Exercise 4: Sentence Embeddings with Sentence Transformers

Task: Generate sentence embeddings for semantic similarity.

Sentences:

  1. "I love natural language processing."
  2. "NLP is a fascinating field."

Solution:

from sentence_transformers import SentenceTransformer

# Load a pre-trained sentence transformer model
model = SentenceTransformer('all-MiniLM-L6-v2')

# Input sentences
sentences = [
    "I love natural language processing.",
    "NLP is a fascinating field."
]

# Generate sentence embeddings
embeddings = model.encode(sentences)

# Display embeddings
print("Embedding for sentence 1:", embeddings[0])
print("Embedding for sentence 2:", embeddings[1])

Expected Output:

Two vectors representing the semantic meaning of each sentence.

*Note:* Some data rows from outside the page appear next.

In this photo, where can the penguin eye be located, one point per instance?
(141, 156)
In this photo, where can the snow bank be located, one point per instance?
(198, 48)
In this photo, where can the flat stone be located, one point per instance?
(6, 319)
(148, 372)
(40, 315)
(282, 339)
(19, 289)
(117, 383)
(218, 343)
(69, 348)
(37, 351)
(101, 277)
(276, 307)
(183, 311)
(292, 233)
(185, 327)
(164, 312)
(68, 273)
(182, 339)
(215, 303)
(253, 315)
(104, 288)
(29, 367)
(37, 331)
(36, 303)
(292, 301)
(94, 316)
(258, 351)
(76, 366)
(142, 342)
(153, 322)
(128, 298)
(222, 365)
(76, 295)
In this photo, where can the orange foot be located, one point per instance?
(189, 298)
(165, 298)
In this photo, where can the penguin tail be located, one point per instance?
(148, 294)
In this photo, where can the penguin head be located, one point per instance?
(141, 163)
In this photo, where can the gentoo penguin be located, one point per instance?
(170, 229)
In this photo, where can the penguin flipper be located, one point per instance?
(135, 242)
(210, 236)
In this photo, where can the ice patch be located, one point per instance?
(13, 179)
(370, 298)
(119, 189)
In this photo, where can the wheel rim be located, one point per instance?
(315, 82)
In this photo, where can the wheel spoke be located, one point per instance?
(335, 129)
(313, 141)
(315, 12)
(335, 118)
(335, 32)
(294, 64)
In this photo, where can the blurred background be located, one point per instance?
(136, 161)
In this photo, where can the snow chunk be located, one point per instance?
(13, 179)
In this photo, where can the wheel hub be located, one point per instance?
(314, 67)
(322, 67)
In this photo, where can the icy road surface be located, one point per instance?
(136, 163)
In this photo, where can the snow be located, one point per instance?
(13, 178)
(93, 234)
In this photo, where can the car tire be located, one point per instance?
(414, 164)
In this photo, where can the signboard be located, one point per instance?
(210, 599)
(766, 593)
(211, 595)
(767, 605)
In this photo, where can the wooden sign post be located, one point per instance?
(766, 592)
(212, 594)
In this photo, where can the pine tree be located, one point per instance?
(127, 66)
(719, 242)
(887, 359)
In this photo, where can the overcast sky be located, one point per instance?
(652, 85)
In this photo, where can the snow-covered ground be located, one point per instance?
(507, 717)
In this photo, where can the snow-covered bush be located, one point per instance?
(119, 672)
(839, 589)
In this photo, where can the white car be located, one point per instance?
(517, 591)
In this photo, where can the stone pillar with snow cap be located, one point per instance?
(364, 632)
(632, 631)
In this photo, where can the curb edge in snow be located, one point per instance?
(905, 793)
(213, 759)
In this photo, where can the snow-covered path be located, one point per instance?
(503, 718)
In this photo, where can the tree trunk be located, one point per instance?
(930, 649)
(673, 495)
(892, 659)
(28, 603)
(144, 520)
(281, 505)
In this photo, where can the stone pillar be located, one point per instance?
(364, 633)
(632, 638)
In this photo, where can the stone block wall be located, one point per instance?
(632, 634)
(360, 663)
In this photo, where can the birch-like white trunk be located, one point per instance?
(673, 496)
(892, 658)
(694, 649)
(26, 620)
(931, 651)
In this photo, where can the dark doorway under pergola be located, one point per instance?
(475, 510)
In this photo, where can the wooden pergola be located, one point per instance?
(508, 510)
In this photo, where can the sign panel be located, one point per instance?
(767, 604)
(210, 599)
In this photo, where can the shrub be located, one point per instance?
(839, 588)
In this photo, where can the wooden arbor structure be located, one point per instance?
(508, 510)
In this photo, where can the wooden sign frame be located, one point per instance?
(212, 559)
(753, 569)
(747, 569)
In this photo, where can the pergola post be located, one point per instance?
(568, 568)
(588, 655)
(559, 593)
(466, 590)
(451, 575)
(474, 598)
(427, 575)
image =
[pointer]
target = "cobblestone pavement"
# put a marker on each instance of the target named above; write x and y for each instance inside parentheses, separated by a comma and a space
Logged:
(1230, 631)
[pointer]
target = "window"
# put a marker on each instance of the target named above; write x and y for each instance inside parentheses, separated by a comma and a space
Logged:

Exercise 5: Fine-Tuning BERT for Text Classification

Task: Fine-tune BERT on a small text classification dataset.

Dataset Example:

Texts = ["I love this movie!", "The movie was awful.", "What a great film!", "I disliked the plot."]
Labels = [1, 0, 1, 0]  # 1 = Positive, 0 = Negative

Solution:

from transformers import AutoTokenizer, AutoModelForSequenceClassification, Trainer, TrainingArguments
from datasets import Dataset

# Prepare dataset
texts = ["I love this movie!", "The movie was awful.", "What a great film!", "I disliked the plot."]
labels = [1, 0, 1, 0]  # 1 = Positive, 0 = Negative
data = {"text": texts, "label": labels}
dataset = Dataset.from_dict(data)

# Load tokenizer and model
tokenizer = AutoTokenizer.from_pretrained("bert-base-uncased")
model = AutoModelForSequenceClassification.from_pretrained("bert-base-uncased", num_labels=2)

# Tokenize dataset
def tokenize_function(example):
    return tokenizer(example["text"], truncation=True, padding="max_length")

tokenized_dataset = dataset.map(tokenize_function, batched=True)

# Training arguments
training_args = TrainingArguments(
    output_dir="./results",
    evaluation_strategy="epoch",
    learning_rate=2e-5,
    per_device_train_batch_size=8,
    num_train_epochs=3,
)

# Trainer
trainer = Trainer(
    model=model,
    args=training_args,
    train_dataset=tokenized_dataset,
)

# Fine-tune
trainer.train()

These exercises guide you through preprocessing, building and training models, and working with embeddings. Completing them will give you hands-on experience with the techniques discussed in this chapter, building a strong foundation for tackling real-world NLP tasks.